On April 4, eight faculty members from Texas A&M University gave presentations about their research during the inaugural President’s Excellence Fund Symposium at the Walter and Leonore Annenberg Presidential Conference Center.

Each speaker is a leader or a member of an interdisciplinary research team that earned project funding from the first round of Texas A&M’s X-Grants program, an initiative of the 10-year, $100 million President’s Excellence Fund. Three researchers represented the Texas A&M College of Engineering.

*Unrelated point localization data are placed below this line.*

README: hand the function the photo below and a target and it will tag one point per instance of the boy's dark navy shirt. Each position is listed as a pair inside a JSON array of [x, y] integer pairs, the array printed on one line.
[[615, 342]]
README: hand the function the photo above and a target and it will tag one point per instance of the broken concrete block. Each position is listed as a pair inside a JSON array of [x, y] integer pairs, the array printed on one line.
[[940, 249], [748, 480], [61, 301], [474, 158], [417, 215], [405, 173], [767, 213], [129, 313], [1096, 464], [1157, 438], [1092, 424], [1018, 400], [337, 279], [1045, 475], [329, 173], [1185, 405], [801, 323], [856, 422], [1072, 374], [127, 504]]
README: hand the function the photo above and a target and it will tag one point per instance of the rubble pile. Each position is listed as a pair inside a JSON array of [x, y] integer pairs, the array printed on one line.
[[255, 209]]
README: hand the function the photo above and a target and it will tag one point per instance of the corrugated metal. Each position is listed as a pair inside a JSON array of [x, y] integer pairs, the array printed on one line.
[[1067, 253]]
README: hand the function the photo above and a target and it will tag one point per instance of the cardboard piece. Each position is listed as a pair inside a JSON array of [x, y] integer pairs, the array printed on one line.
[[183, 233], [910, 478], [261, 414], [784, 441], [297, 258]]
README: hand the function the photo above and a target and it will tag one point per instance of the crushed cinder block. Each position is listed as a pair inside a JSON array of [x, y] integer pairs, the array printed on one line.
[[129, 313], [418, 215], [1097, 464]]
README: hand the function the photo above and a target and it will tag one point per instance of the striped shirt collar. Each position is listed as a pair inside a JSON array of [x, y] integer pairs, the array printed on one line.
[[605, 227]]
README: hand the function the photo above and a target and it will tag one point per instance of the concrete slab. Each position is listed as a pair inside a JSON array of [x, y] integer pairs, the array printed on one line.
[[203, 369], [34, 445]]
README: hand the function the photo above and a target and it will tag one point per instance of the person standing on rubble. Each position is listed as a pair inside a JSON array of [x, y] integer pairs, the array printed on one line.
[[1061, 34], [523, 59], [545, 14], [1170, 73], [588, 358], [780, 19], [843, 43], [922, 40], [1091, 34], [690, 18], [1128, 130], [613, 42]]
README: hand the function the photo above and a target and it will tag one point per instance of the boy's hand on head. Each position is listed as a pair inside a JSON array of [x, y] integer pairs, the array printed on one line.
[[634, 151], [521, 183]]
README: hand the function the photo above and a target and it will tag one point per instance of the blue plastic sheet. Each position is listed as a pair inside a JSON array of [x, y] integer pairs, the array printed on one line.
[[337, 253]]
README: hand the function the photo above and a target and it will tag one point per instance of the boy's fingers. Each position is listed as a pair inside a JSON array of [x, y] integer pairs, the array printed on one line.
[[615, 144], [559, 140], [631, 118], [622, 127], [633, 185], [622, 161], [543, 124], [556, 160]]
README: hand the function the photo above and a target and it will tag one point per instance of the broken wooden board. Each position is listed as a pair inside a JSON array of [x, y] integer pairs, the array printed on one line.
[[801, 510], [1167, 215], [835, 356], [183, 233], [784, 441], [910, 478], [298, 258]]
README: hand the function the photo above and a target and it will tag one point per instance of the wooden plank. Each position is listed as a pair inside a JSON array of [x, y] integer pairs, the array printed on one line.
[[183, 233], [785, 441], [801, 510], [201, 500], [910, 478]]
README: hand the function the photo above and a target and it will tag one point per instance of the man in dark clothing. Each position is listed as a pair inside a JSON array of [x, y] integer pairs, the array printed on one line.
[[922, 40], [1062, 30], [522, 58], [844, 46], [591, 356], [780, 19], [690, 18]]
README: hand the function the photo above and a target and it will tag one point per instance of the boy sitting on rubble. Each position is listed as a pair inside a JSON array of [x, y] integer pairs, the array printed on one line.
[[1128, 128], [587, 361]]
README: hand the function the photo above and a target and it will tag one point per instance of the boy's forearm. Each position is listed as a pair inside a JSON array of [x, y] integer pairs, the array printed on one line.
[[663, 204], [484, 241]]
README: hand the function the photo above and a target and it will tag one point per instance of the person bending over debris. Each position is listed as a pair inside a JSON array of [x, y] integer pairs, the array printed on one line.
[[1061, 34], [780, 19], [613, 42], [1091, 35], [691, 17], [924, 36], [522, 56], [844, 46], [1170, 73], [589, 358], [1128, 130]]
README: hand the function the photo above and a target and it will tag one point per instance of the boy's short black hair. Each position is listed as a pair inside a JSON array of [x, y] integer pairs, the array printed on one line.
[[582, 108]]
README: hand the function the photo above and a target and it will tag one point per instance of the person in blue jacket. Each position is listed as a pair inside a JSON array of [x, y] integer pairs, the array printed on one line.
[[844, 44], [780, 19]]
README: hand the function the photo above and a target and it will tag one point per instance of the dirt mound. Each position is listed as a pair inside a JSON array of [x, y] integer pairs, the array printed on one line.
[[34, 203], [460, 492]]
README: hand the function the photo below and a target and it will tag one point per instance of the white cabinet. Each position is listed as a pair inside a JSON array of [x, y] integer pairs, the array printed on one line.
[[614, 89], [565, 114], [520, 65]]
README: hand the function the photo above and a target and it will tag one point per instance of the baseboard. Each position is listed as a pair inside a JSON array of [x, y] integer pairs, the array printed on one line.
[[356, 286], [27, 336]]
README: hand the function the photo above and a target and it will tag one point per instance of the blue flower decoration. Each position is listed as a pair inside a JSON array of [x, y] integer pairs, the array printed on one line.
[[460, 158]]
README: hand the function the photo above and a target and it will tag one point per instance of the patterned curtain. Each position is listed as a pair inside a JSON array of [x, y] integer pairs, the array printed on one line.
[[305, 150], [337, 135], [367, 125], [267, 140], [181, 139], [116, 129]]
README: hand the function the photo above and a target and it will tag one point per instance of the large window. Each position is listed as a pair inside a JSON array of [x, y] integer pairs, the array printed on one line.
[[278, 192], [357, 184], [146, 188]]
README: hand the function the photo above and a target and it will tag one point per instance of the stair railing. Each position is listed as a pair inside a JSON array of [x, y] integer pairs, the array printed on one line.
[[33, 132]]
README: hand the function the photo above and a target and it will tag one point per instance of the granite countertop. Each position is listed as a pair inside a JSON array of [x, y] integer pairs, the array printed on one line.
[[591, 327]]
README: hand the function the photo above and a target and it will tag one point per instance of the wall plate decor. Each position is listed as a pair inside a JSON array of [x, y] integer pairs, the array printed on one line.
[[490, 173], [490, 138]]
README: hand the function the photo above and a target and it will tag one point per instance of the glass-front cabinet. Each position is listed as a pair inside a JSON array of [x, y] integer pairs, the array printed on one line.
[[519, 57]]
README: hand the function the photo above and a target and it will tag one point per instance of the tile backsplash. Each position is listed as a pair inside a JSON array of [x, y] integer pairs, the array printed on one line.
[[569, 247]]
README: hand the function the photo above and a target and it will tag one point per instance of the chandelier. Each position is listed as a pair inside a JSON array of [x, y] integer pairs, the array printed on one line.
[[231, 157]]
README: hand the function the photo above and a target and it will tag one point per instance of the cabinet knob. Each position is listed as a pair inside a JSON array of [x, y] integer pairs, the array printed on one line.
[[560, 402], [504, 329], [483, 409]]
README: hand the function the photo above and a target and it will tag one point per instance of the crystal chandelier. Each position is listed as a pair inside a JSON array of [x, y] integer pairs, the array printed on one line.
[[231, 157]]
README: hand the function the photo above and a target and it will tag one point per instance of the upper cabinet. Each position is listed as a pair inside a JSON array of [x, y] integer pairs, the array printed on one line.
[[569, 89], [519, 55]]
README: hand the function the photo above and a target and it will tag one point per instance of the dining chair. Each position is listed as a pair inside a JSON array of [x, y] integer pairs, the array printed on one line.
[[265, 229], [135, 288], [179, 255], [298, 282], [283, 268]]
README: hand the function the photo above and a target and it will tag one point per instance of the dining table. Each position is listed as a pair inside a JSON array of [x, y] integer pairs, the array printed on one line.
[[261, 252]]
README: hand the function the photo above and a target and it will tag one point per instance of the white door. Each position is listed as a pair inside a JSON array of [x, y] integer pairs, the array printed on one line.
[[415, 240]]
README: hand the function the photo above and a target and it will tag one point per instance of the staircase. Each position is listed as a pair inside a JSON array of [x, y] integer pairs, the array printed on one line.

For his project, “Point-of-Care Diagnosis and Monitoring of Respiratory Disease Through Exhaled Breath Analysis,” Dr. Ricardo Gutierrez-Osuna, a professor in the Department of Computer Science and Engineering, and his research team are developing a new technology to help individuals who suffer from respiratory diseases such as chronic obstructive pulmonary disease and asthma to monitor their conditions through exhaled breath analyses called Breath-on-a-Chip Spectrometers (BoCS). Unlike current devices that cost up to $3,000, the BoCS will be a fraction of the cost of existing sensor-based monitors, easy to operate and able to monitor multiple biomarkers.

With the planning grant they received for their project “Autonomous Material Discovery and Manufacturing via Artificial Intelligence,” Dr. Satish Bukkapatnam, professor in the Department of Industrial and Systems Engineering and director of the Texas A&M Engineering Experiment Station’s (TEES) Institute for Manufacturing Systems, and his team are investigating the creation of new materials using artificial intelligence to build an autonomous materials discovery framework — Autonomous Materials Scientist (AMS) — that will be able to explore complex materials spaces. As part of the grant, the AMS will drive the discovery of a new class of functional alloy materials. The overall goal of the project is to have the AMS serve as a platform facility to speed up the process materials and manufacturing process discovery for various applications.

Dr. John Tracy, professor in the Zachry Department of Civil Engineering and director of the Texas Water Resources Institute, is part of a team led by Dr. Wendy Jepson, professor in the Department of Geography, that is working on a three-year project to examine desalination and water reuse in urban areas. Jepson was not able to attend symposium due to another engagement, but Tracy presented a video that she put together that explained how the team will examine the various pathways cities are taking to transform their urban water systems.

All the researchers and their respective teams shared $7 million in funding during the first round of Texas A&M’s X-Grants program. They represent 81 faculty members and other researchers from eight colleges, four schools and two state agencies — Agriculture and Life Sciences, Architecture, Education and Human Development, Engineering, Geosciences, Liberal Arts, Medicine and Science, Mays Business School, the School of Law, the School of Public Health, and the Bush School of Government and Public Service, as well as TEES and Texas A&M AgriLife Research.